Spoilers. Não assistiu ainda o filme, não leia a partir daqui. Abraços.
Passadas quase duas semanas da estréia do filme, e tendo assistido duas vezes, dá para falar um pouco, agora, do filme do Padilha.
Antes de tudo, mantenho a minha opinião: É um bom filme, sim, e um reboot razoável da franquia, que andava perdida entre mutantes, jatos voadores e o filho do Murphy crescido e virando policial.
Qualquer coisa de Robocop 3 em diante era um lixo, e muita gente se esquece de quão ruim a franquia foi ficando. As animações nem digo nada, porque gosto de algumas idéias ali, mas achei a HQ do Frank Miller com o roteiro original dele um saco (questão de gosto).

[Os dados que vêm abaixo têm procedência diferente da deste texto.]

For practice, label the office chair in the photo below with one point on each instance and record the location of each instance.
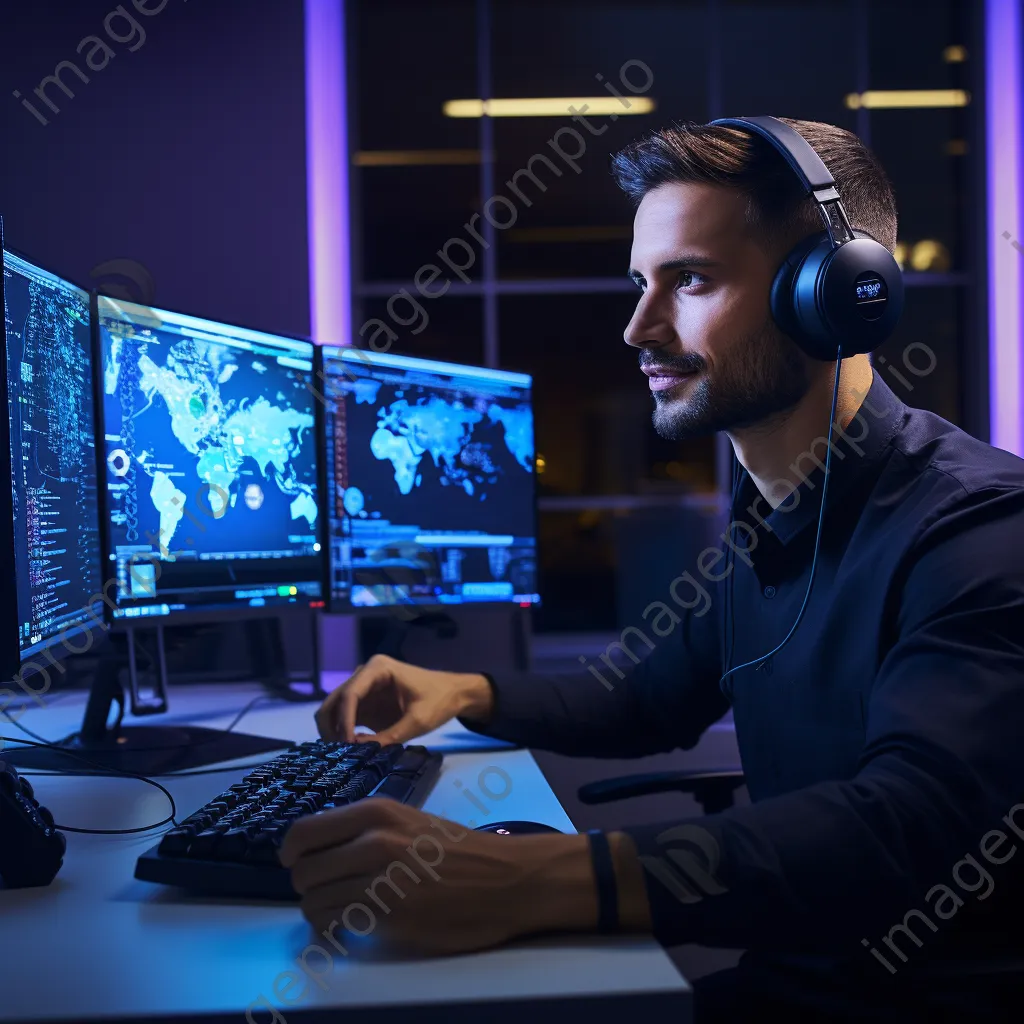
(714, 791)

Há quem pense que cyberpunk é somente violência, ou crítica social feita com violência. Apesar deste quesito fazer parte da equação, ele não é primordial. Cyberpunk fala de tecnologia e de suas consequencias na sociedade. E fala de identidade individual em meio à multidão.
O "Movimento" tem uma raiz de percepção social fortemente ligada ao anarquismo, a uma crítica ao consumismo, à dificuldade de ser alguém diferente quando se tem bilhões de pessoas ao seu redor tentando fazer exatamente a mesma coisa.
Os neuromancistas se preocupavam com ideais estranhamente romanticos (no sentido literário)com uma visão de ambientação e de crítica à dependência da tecnologia bastante contundentes.
Também era uma critica ao uso do poder financeiro e tecnológico (simbolizado pelas mega-corporações) e das privatizações como uma diminuição dos direitos de cidadania.
(Há uma fala em Robocop 2 que expressa bem isso, quando o "Velho" presidente da OCP diz que "somos extremamente democráticos, afinal, qualquer um pode comprar nossas ações". O que é uma falácia, se considerarmos que é um sistema que dá mais direitos a quem tem mais dinheiro, mas isso é outra discussão).
A escolha de Detroit como cenário dos filmes não é casual. A cidade tem, historicamente, enormes problemas de distribuição de renda, sempre foi violentissima e sempre teve um enorme antagonismo entre as classes sociais.
Hoje em dia, com as grandes empresas saindo da cidade (e do país) para montar fábricas em locais menos, hum... "preocupados com direitos trabalhistas" deixando desempregadas multidões de trabalhadores na cidade, fez com que Detroit se tornasse uma cidade deserta.
É aí que entram os filmes. Ainda que Robocop I (da decada de 80) tenha sido feito antes deste processo estar tão acentuado, foi realizado em plena era Reagan, quando as politicas economicas a lá "toyotismo" começavam a se mostrar de fato (não é a toa quem o vilão de Robocop 3 é japonês, mas isso é uma longa história).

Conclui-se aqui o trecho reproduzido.